Antithyroid drugs are medications that block the production of thyroid hormone in the follicular cells of the thyroid gland. The antithyroid drugs that are commonly used to treat hyperthyroidism associated with Graves' disease are called thionamides. Within the follicular cells of the thyroid gland, production of thyroid hormone is controlled by an enzyme called thyroid peroxidase. In one of the steps involved in the synthesis of a molecule of thyroid hormone thyroid peroxidase binds to iodine, taking it up and attaching it to a chemical compound called tyrosine through a process called coupling. Thionamides act by binding to the region of thyroid peroxidase that binds to iodine, disrupting normal coupling. This disruption blocks the production of new molecules of thyroid hormone.
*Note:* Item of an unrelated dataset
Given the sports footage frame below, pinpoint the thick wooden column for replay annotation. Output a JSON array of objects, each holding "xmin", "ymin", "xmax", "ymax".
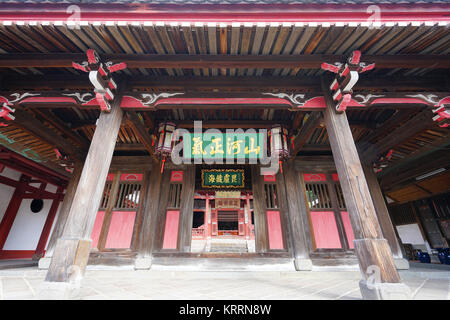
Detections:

Antithyroid drugs may be used to treat any disorder that is associated with hyperthyroidism. In the setting of mild Graves' disease, antithyroid drugs are often used as the main form of treatment. A common approach to the treatment of mild Graves' disease involves starting a patient on an antithyroid drug with plans to continue treatment for a set period of 1-2 years. When the trial period is over, the antithyroid drug may be held so that blood tests can be checked to see if the patient's Graves' disease is still active. This approach is based on the understanding that a certain percentage of patients with active Graves' disease may spontaneously go into remission with the passage of time. There are certain factors that may help to predict which patients are more likely to go into remission. Patients with Graves' disease who have significant enlargement of the thyroid gland or severe thyrotoxicosis with high T4 levels and increased ratios of T3 to T4 may be less likely to go into remission. In the setting of moderate to severe Graves' disease, antithyroid drugs may be used as temporary treatment to control the production and secretion of excess amounts of thyroid hormone while plans are made to proceed with more definitive treatment. In some cases, antithyroid drugs may be used as the only form of treatment if a complicating disorder or patient preference rules out other forms of treatment.
The two antithyroid drugs most commonly prescribed in the United States are called methimazole and propylthiouracil. Propylthiouracil is also known as PTU. Methimazole is available in 5 mg and 10 mg tablets. Propylthiouracil is available as a 50 mg tablet. A different antithyroid drug commonly prescribed in Europe and other parts of the world is called carbamizole.